Niğde Valisi Seyfettin Sungur Ağa tarafından 1335 yılında yaptırılan ve bazı onarımlarla günümüze kadar gelen Sungurbey Camisi, örtü sistemi ve minareler dışında orijinalliğini koruyor. Kuzey, doğu ve batı cephelerinin gül pencerelerinde "Davut Yıldızı" bulunan caminin, kuzey giriş kapısı üzerinde yer alan İlhanlı dönemine ait çift başlı kartal figürü dikkati çekiyor.
Doğu taç kapısı eyvan türünde olan ve Türk mimarisinde kendine özgü seçkin bir yeri bulunan cami, eyvan gotik mimarisinin bir özelliği olarak kaburgalı tonozla kapatılmış.
Dikkati çeken en önemli bezeme, mihrabiye ve eyvan köşe sütunceleri arasında kalan ve sekiz kollu yıldızlardan oluşan, geometrik motiflerle bezenen panolar dıştan, kıvrık dallar arasına yerleştirilen çeşitli hayvan başları, spiral kıvrık dalların uçlarında ve aralarındaki boşluğu dolduruyor.
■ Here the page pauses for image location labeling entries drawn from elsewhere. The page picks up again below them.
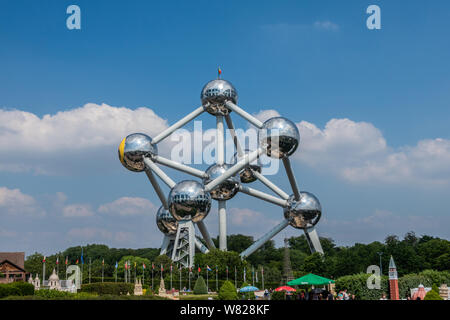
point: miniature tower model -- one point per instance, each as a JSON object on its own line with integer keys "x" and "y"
{"x": 393, "y": 280}
{"x": 287, "y": 269}
{"x": 189, "y": 201}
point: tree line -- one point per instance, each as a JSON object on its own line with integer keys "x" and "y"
{"x": 412, "y": 254}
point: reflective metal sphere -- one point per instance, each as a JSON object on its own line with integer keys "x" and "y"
{"x": 189, "y": 201}
{"x": 279, "y": 137}
{"x": 246, "y": 174}
{"x": 227, "y": 189}
{"x": 166, "y": 222}
{"x": 304, "y": 213}
{"x": 133, "y": 148}
{"x": 214, "y": 95}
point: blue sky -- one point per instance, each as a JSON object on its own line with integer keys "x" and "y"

Caminin doğu kapısında oniki hayvanlı Türk takviminin hatırası olarak, kuzey panoda 37, güney panoda ise 42 olmak üzere kuş, fil, oğlak, at, panter, antilop, ejder, sıçan, boğa, tavşan, maymun, köpek, aslan, koyun, ördek ve balık figürleri bulunuyor.
Caminin bahçesindeki türbede ise Sungurbey'in sandukası yer alıyor.
Sungurbey Camisi'nde Vakıflar Genel Müdürlüğünce geçen yıl nisan ayında başlatılan restorasyon çalışmasının, yüzde 60'ı tamamlandı.
Restorasyon kapsamında, taş temizliği, duvarların güçlendirilmesi, zarar gören işlemeli taşların değiştirilmesi ve derz çalışması yapılıyor.
Gelecek yıl ibadete açılması planlanıyor
Niğde Valisi Yılmaz Şimşek, yaptığı açıklamada, Niğde'nin 10 bin yıllık geçmişe sahip önemli bir merkez olduğunu ve Kapadokya'nın giriş kapısı pozisyonunda bulunduğunu söyledi.
Kentin bir çok medeniyete de ev sahipliğini yaptığını belirten Şimşek, şöyle devam etti: "Hitit, Roma, Bizans, İlhanlı, Selçuklu, Osmanlı gibi medeniyetlere ait eserleri şehrimizin her yerinde görebiliyoruz. Sungurbey Camisi de dönemin İlhanlı Valisi Sungur Ağa tarafından 14. yüzyılda inşa ettirilmiş ve orijinalliğini büyük ölçüde korumuş. Bu caminin en büyük özelliği, geotik karakterleri nedeniyle Kıbrıs ve Akdemiz mimarisi özelliklerini taşıyor. Yine caminin içerisinde yer alan sivri kemerler de Orta Çağ mimarisinde rastlanılmayan bir ayrıntı."
Camide 18. yüzyılda gelen patlamayla büyük bir yangın çıktığını anlatan Vali Şimşek, "Cami, döneminde yapılan onarım çalışmalarıyla orijinalliği büyük ölçüde korumuş. Günümüzde de bu camiyi yaşatmak ve gelecek nesillere aktarmak için Vakıflar Bölge Müdürlüğümüzle yaklaşık 1,5 yıl önce restorasyon çalışmasına başladık. Önümüzdeki sene içinde de çalışmayı tamamlamayı düşünüyoruz. Amacımız, bu camiyi bir an önce tamamlayarak tekrar halkımızın hizmetine, ibadete açmak." ifadelerini kullandı.